The authors accomplish this by reducing the problem to studying the boundedness of a maximal function given by \(\sup_{t>0} |A_tf|\), where \(\{A_t\}\) are non-convolution averaging operators on \(\mathbb{R}^2\). While the reduction is not difficult, the associated curve distribution has vanishing rotational and cinematic curvatures, precluding the straightforward application of the standard techniques used to study the Euclidean spherical maximal function.
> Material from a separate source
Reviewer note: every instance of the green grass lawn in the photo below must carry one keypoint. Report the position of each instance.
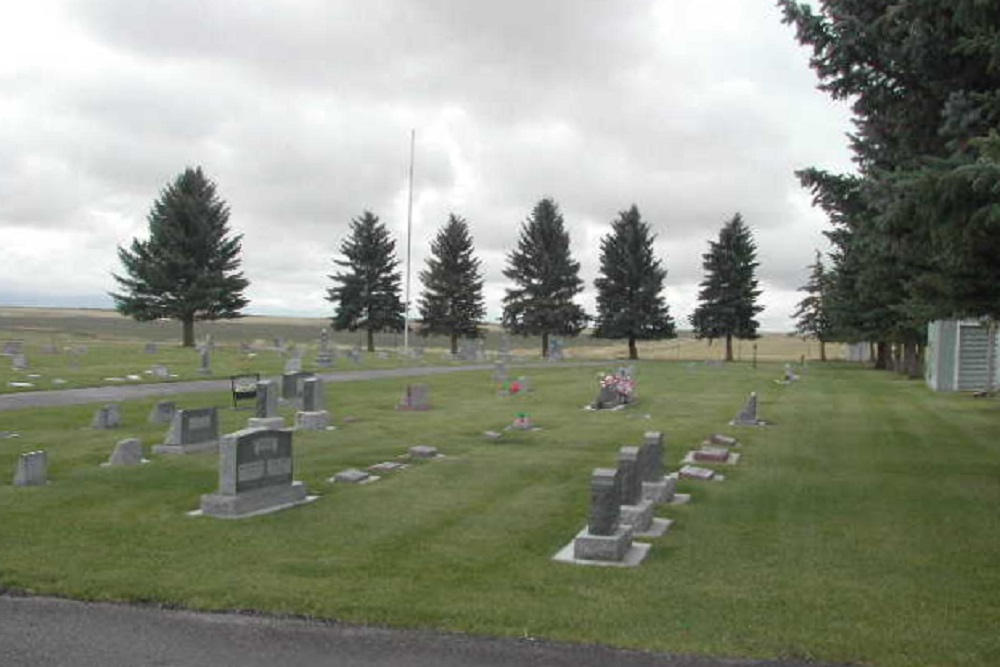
(862, 526)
A significant portion of this paper is spent overcoming these challenges, along the way performing an \(L^2\) analysis of two-parameter oscillatory integrals with two-sided fold singularities.
The appendices contain, among other things, a discussion of the use of repeated integration by parts often seen when studying oscillatory integrals.